Posted Wednesday 22nd October 2014 by Andy Jarrett
Cryptocurrencies Iron pyrite v2.0 and the opportunity for Jersey
As early as the 8th century people have been trying to turn base metal to gold without success.
Then in 2009 a pioneer, going under the pseudonym ‘Satoshi Nakamoto’ went one step further – seemingly turning thin air into money. He had solved the electronic cash systems equivalent of the unsolvable problem, eliminating the potential for double spending. What he created was called ‘Bitcoin’.
In the ‘real world’ of banking, financial transactions are centralised, a trusted person or institution sits at the centre of the transaction to verify that the transaction is valid and that funds have been sent and received. Satoshi’s world differs in that there is no need for a middle man, both parties (sender and recipient) have a digital wallet with two keys; a private key and a public key. In order to send funds to someone else’s wallet, you simply need to know their public key, in the same way you need to know someone’s email address to send them an email. The only way to access your account is via your private key (that only you should know).
It takes about 15 minutes for a network of computers belonging to ‘miners’ to verify any transaction. Miners are people who provide an update service, putting each transaction into an unalterable ‘block’ that is attached to any previous block changes before it. Every transaction in the chain is visible and forms what is known as a ‘blockchain’, which is, effectively a digital, public ledger.
During the 19th century gold rush, while a few miners struck lucky, the majority did not and interestingly, those who really profited were the businessmen, who sold food and clothing to the miners. There is a finite number of Bitcoins, and at some point, the miners will require a fee for their processing, (a facility that has been built into the technology). Therefore unlike the gold rush of the 1800’s, Bitcoin miners can be assured of a return.
The opportunity for Jersey
Satoshi removed the layer of middlemen required for a financial transaction to function; his decentralised ledger rewards the miners for their efforts. Despite this, however good the concept and its associated technology, Bitcoin’s Achilles heel remains its status as a ‘unrecognised’ currency. There are some signs that this is changing however; at a recent SWIFT (an international payment verification network) annual conference, Bill Gates revised his position on Bitcoin, once referring to it as “a potential force” and recognising it as a “key future technology”, and a possible threat to SWIFT. Others, such as Warren Buffet remain to be convinced.
This means that to create an effective cryptocurrency ecosystem, we need a means of conversion or “an Exchange” between the traditional measure of wealth (sterling, dollar etc) and the electronic means (i.e. Bitcoin and other cryptocurrencies). When you consider existing Bitcoin communities, there are pockets of meaningful activity across the globe where they are supported in this way. However as mentioned in previous blogs, this activity is not currently supported by banks for illogical reasons. The recent melt down in the Isle of Man; is a case in point, they developed a clunky solution to the banking issue but it was closed down and Bitcoin businesses based there are now looking for other homes.

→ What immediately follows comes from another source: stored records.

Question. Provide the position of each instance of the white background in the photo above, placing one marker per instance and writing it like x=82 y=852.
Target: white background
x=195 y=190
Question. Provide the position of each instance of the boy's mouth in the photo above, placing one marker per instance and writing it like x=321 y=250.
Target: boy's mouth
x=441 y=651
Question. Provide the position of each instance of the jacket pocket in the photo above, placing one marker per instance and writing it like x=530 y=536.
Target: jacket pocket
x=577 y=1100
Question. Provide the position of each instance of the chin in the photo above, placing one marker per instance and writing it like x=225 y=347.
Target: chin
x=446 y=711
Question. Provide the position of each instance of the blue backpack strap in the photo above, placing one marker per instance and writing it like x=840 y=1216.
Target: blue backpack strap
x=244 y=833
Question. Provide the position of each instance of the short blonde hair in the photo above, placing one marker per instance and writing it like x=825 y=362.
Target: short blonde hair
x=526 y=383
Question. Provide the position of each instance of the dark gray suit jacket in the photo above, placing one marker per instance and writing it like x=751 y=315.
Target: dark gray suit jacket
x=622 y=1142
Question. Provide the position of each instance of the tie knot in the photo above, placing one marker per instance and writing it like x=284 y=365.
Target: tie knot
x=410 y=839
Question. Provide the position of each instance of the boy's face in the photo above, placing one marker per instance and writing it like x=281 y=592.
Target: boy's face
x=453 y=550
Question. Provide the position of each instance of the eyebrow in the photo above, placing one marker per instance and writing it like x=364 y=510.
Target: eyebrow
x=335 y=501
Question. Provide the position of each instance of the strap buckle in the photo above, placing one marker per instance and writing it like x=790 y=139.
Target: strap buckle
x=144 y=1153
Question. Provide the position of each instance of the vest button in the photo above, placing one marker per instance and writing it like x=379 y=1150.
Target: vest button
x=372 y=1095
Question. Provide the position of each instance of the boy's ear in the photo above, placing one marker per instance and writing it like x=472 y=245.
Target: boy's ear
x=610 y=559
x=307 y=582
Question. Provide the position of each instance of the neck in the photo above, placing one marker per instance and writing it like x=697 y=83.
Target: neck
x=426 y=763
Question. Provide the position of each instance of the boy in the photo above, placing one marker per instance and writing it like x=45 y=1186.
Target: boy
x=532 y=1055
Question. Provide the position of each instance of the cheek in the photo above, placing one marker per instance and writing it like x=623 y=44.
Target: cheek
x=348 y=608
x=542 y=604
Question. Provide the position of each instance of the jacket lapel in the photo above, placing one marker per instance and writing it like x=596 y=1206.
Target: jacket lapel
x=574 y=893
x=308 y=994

Meanwhile, Jersey has delivered the world’s first regulated expert fund in Bitcoin and has just applied to create the world’s first captive insurance vehicles, in which all premiums and claims are paid with Bitcoin. Yet today, despite this, local banks are yet to support this activity or declare public interest. Meanwhile locally regulated Corporate Service Providers (CSP) continue to work with a network of trusted and often confidential banking relationships in this sector.
It follows then, that for Jersey to be successful it has to balance reputational risk of engaging with Bitcoin (given its position as a leading international finance jurisdiction with strong governance and regulatory frameworks) with the opportunity this potentially disruptive technology brings. Credible Exchanges are usually very keen to show to regulators and compliance experts their superior KYC AML processes and technology. In order then to further develop growing local cryptocurrency activity and knowledge, a number of key enablers are now required:
- Supportive Government Strategy and Policy
- Progressive appropriate regulation
- Local adoption
- Resilient and high capacity connectivity
- Technical and developer skills base, expertise in Blockchain solutions and financial service providers willing to act as a test bed
- Exchange, banking and insurance services
Jersey has all of these enablers to some extent, although the banking needs to be solved. This would be the building block of a vibrant ecosystem and once coupled with the entrepreneurial drive, significant benefits and rewards are achievable across the spectrum. Turning back to Bill Gates, SWIFT is used by virtually all banks in Jersey; if he is correct it is only a matter of time before they will be embracing the technology.